# Halloween Distributors, anyone heard of them? Finally a store in Winnipeg.



## 13mummy (Aug 26, 2007)

So I had the best morning ever, first I got to drop off my secret reaper gift. The person I got was in the same city. How cool is that!! He's such a great guy.

Anyways as I was driving downtown I saw a huge banner that said Halloween Distributors coming soon. I started to scream right in my car. We don't have anything big in Winnipeg, so I'm stoked. I've tried looking them up on-line but I can't find anything. I did find that they were in other parts of Canada. Can anyone shead light??


----------



## 13mummy (Aug 26, 2007)

Anyone know???


----------



## a witch from canada (Jul 13, 2005)

thats great i am happy for you that you get a little halloween your way  at least you'll get a little halloween fix just going into the store hehehe 

i dont know if their the same but their is a store in Montreal with just a banner up that says halloween and when you call the number for employement it sais halloween store .....it is big but last year only had very little props and decorations , and my friend stoped by yesterday and nothing much again


----------



## 13mummy (Aug 26, 2007)

Thanks AWFC. I'm just shocked that we have something. I let you know if they are any good, once they open.


----------



## landyachtz (Oct 13, 2007)

I got excited when I saw that as well. About time. In case you did not see there is a 2nd store at the old S.I.R. store at Ellice and Empress. Surprised there is no web site though.
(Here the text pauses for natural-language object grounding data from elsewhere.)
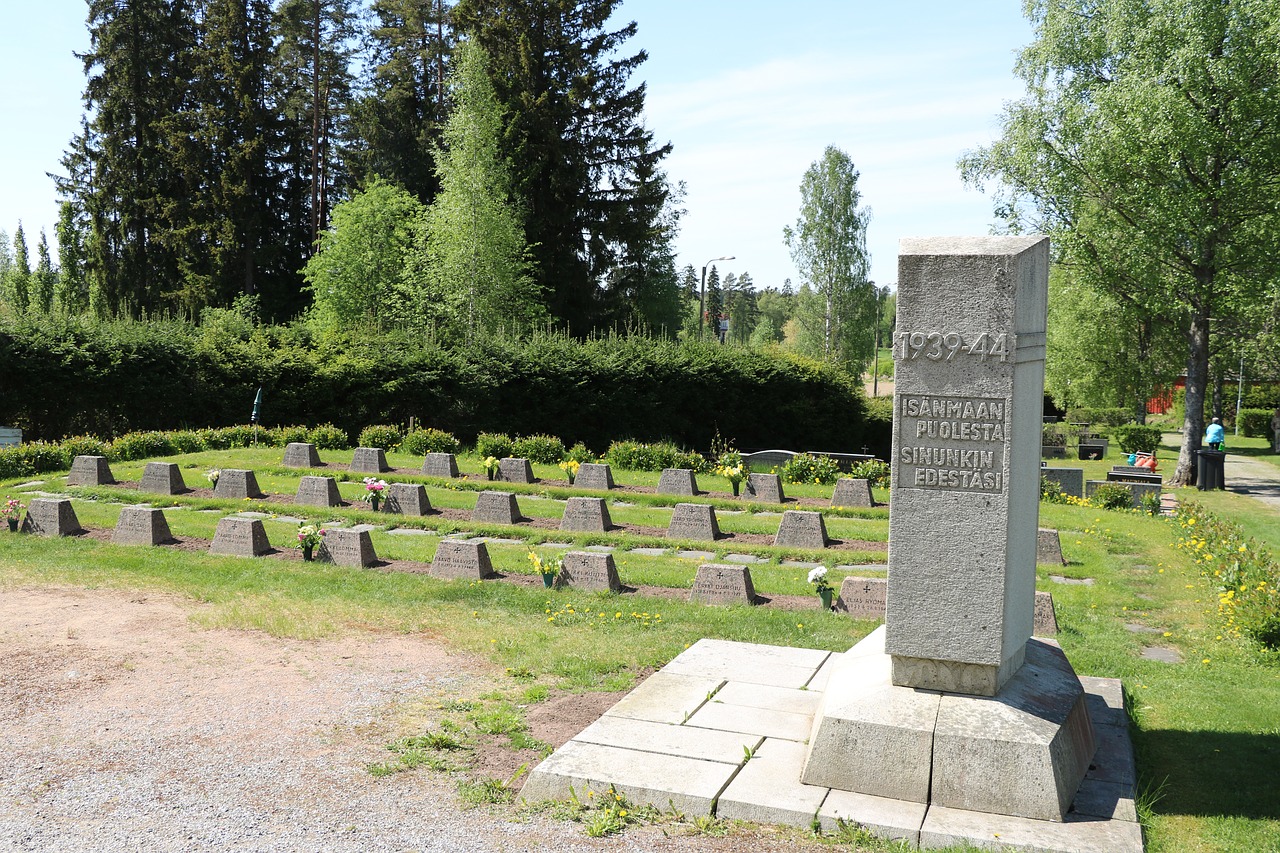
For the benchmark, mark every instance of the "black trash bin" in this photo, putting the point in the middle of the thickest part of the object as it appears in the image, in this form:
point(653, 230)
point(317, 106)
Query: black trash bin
point(1210, 470)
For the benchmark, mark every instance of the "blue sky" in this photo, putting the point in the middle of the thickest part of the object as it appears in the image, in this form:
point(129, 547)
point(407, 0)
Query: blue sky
point(749, 94)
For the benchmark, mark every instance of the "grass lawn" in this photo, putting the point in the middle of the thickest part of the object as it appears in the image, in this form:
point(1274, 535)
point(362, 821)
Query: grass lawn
point(1206, 730)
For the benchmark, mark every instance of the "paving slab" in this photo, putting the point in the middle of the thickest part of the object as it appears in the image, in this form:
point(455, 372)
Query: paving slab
point(1077, 834)
point(643, 735)
point(689, 784)
point(768, 788)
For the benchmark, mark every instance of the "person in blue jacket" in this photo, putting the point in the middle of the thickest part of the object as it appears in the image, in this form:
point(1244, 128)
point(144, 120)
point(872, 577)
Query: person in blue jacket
point(1214, 436)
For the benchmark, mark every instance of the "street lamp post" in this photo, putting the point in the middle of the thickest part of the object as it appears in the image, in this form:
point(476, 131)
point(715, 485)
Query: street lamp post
point(702, 297)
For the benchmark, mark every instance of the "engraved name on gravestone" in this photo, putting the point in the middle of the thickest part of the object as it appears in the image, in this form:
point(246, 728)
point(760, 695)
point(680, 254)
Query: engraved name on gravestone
point(586, 515)
point(161, 478)
point(850, 492)
point(141, 525)
point(301, 455)
point(590, 571)
point(407, 498)
point(968, 351)
point(461, 560)
point(677, 480)
point(318, 491)
point(722, 584)
point(693, 521)
point(236, 484)
point(344, 547)
point(369, 460)
point(515, 470)
point(50, 518)
point(497, 507)
point(240, 537)
point(764, 487)
point(594, 475)
point(90, 470)
point(440, 465)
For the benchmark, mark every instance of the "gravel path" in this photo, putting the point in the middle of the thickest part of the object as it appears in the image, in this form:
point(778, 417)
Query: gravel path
point(124, 728)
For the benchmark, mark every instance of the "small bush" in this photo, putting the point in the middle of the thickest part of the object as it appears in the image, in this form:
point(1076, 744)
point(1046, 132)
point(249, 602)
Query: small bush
point(1112, 496)
point(873, 470)
point(1137, 437)
point(544, 450)
point(804, 468)
point(1255, 423)
point(329, 437)
point(420, 442)
point(493, 445)
point(380, 436)
point(78, 446)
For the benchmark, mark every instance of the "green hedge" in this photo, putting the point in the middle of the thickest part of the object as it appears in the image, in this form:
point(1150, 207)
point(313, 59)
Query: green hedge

Party Stuff store on Regent has most of their stuff out if you haven't checked yet.


----------



## hurricanegame (Oct 13, 2006)

I live outside of Toronto and suprisingly we have a lot of costume and moms in pops stores that cater ot Halloween or just halloween, however I have not heard of the store you mentioned.
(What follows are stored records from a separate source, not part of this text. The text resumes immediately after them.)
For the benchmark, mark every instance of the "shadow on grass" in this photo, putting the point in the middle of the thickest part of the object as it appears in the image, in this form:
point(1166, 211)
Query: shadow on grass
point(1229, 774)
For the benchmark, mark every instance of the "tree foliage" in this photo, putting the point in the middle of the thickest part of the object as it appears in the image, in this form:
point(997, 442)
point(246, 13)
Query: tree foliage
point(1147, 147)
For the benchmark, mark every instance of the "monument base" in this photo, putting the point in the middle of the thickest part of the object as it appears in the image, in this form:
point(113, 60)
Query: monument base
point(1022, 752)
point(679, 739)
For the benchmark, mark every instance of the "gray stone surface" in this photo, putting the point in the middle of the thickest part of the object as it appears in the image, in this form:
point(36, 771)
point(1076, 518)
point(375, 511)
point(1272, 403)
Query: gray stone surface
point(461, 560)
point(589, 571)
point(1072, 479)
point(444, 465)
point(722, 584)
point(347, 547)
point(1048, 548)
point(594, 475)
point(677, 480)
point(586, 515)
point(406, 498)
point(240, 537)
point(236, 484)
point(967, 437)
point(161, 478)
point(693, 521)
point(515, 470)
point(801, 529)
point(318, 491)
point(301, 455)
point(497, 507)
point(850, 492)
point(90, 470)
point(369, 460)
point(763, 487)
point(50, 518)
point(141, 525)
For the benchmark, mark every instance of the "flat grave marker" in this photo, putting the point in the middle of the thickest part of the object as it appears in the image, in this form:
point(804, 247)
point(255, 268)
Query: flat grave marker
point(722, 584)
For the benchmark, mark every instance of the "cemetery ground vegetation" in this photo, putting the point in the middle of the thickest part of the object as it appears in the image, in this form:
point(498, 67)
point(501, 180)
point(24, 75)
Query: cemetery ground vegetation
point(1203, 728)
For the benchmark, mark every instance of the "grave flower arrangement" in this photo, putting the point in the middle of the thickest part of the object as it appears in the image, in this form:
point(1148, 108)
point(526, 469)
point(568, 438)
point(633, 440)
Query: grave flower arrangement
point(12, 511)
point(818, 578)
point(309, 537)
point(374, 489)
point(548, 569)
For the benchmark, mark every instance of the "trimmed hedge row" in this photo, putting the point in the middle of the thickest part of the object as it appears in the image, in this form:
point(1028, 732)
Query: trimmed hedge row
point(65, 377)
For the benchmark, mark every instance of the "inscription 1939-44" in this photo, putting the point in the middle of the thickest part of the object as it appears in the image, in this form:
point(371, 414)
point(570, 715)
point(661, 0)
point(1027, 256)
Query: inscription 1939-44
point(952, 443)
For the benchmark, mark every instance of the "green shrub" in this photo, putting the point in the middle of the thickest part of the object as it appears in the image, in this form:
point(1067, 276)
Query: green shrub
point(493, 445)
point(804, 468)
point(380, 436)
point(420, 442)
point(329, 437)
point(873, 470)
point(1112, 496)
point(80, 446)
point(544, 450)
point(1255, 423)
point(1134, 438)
I remember growing up as a kid wanting the amazing Freddy costumes they had (a tad bit expensive however) and since we've had our share of "nice" Halloween shops.

The ones around here are either seasonal (just opening now), or I usually check out; Party Packagers, Halloween store (just a local person who sells stuff), and a few other costume stores downtown which have been a fixture for decades it seems.
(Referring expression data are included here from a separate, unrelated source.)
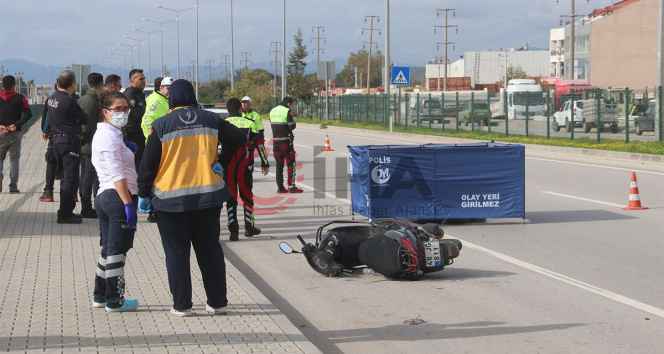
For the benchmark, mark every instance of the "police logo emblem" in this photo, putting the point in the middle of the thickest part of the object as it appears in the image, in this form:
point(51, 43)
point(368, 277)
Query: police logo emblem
point(189, 117)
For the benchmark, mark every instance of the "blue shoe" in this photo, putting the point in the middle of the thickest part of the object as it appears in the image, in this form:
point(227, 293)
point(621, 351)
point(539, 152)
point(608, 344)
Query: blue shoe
point(129, 305)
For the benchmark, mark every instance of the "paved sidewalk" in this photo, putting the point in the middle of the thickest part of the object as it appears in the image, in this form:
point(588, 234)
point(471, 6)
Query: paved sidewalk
point(46, 283)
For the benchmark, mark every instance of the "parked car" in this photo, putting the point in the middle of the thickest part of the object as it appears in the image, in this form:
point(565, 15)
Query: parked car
point(427, 109)
point(645, 121)
point(477, 112)
point(586, 117)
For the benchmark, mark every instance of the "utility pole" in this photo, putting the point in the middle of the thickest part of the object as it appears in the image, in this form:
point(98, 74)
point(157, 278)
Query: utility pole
point(276, 51)
point(193, 70)
point(318, 49)
point(246, 60)
point(18, 73)
point(210, 62)
point(445, 43)
point(370, 43)
point(571, 39)
point(225, 57)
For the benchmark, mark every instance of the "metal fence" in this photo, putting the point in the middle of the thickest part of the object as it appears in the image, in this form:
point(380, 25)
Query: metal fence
point(592, 113)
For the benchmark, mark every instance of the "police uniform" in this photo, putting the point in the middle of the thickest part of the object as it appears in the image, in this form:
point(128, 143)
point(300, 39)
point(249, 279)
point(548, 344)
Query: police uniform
point(66, 117)
point(281, 120)
point(242, 170)
point(133, 131)
point(186, 195)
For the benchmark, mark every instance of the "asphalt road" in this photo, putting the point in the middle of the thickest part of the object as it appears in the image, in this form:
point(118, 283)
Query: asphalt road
point(579, 274)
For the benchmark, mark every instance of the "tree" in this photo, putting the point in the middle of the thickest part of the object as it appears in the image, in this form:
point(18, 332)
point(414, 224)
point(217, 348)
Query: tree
point(256, 84)
point(359, 60)
point(213, 92)
point(299, 85)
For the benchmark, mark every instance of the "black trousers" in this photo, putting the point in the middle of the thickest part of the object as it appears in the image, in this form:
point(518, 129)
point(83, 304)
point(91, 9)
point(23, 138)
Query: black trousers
point(200, 228)
point(67, 150)
point(51, 166)
point(89, 183)
point(138, 138)
point(241, 187)
point(284, 153)
point(116, 240)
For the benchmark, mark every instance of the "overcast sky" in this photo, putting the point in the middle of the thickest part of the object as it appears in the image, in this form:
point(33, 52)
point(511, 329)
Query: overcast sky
point(50, 32)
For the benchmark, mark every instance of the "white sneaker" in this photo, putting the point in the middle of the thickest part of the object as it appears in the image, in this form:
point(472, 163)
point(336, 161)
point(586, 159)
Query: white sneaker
point(216, 310)
point(183, 313)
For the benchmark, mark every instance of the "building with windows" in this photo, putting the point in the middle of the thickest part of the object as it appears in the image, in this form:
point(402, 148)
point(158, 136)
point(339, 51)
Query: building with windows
point(557, 50)
point(623, 47)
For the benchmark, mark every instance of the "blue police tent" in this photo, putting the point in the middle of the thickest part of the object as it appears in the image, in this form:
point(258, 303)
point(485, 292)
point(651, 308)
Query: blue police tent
point(438, 181)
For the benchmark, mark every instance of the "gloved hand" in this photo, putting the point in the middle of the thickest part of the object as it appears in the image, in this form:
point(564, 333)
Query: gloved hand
point(216, 168)
point(132, 146)
point(144, 205)
point(132, 218)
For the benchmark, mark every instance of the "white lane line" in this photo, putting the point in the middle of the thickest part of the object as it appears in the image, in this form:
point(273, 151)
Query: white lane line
point(565, 279)
point(598, 166)
point(584, 199)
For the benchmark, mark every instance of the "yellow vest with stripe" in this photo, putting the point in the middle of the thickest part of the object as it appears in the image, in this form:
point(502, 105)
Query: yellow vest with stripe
point(185, 180)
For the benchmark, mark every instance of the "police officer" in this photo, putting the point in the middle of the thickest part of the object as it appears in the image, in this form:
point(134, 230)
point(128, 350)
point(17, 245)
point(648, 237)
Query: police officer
point(89, 183)
point(136, 98)
point(281, 120)
point(186, 193)
point(239, 175)
point(66, 117)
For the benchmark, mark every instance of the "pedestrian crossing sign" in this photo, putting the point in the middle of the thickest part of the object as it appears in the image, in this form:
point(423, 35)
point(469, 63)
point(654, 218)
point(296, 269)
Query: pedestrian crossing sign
point(401, 75)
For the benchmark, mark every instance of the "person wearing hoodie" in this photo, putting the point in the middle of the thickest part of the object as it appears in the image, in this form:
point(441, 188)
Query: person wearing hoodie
point(14, 112)
point(180, 181)
point(89, 183)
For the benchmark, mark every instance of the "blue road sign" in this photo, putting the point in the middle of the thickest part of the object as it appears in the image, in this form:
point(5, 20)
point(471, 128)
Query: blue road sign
point(401, 75)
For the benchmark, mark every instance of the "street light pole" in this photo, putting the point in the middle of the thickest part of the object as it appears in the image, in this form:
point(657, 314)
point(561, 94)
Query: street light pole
point(138, 41)
point(149, 34)
point(232, 52)
point(162, 39)
point(177, 14)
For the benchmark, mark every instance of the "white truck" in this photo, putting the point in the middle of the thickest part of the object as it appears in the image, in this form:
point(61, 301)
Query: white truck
point(584, 113)
point(521, 93)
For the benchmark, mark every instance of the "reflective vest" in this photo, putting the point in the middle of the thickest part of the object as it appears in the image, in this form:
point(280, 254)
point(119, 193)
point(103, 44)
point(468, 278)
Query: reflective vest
point(185, 180)
point(156, 106)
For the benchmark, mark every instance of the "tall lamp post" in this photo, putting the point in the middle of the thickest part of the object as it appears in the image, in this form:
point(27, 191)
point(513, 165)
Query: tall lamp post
point(138, 42)
point(149, 34)
point(177, 14)
point(162, 39)
point(131, 49)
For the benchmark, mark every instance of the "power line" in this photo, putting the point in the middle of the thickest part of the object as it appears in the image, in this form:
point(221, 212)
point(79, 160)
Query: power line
point(318, 49)
point(276, 52)
point(445, 42)
point(370, 43)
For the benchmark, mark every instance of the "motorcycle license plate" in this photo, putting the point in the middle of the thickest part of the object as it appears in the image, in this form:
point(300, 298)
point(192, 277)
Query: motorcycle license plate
point(432, 254)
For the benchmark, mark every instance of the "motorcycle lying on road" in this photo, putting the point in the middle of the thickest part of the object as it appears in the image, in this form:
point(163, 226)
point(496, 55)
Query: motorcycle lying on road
point(395, 248)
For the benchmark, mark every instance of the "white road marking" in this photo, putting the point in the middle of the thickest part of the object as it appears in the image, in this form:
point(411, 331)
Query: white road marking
point(551, 274)
point(584, 199)
point(598, 166)
point(571, 281)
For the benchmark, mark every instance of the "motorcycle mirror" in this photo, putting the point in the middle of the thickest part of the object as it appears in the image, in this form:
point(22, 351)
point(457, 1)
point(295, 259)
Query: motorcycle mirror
point(286, 248)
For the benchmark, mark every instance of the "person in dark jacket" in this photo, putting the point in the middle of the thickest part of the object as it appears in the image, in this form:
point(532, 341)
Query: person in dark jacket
point(180, 181)
point(89, 183)
point(14, 112)
point(66, 117)
point(136, 98)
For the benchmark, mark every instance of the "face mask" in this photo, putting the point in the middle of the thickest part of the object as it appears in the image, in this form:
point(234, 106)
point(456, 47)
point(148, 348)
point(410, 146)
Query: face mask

In Toronto there is a Halloween Super Store, which is probably by far the best place to visist each year..


----------



## 13mummy (Aug 26, 2007)

Thanks landyachtz, I didn't know about the one on Ellis and Empress. I'll have to check out Party Stuff very soon. Any idea when they open?


----------



## emeraldkitty (Sep 25, 2009)

The Halloween Distributors downtown Winnipeg opens tomorrow (sat. sept 26) and I assume the St. James location as well. Happy shopping -- I know I'm going to be there for store open


----------



## 13mummy (Aug 26, 2007)

Thanks emeraldkitty, they never said on the front of the building when they were going to open. I will be there tomorrow then. I think the one in St. James is open already.


----------



## tonysopran0 (Sep 28, 2009)

I went to Halloween Distibutors at lunch today. It's on the corner of Donald and Portage where the old A&B Sound used to be. Being a big fan of Halloween, I was very excited to check out the new store. I am very disappointed.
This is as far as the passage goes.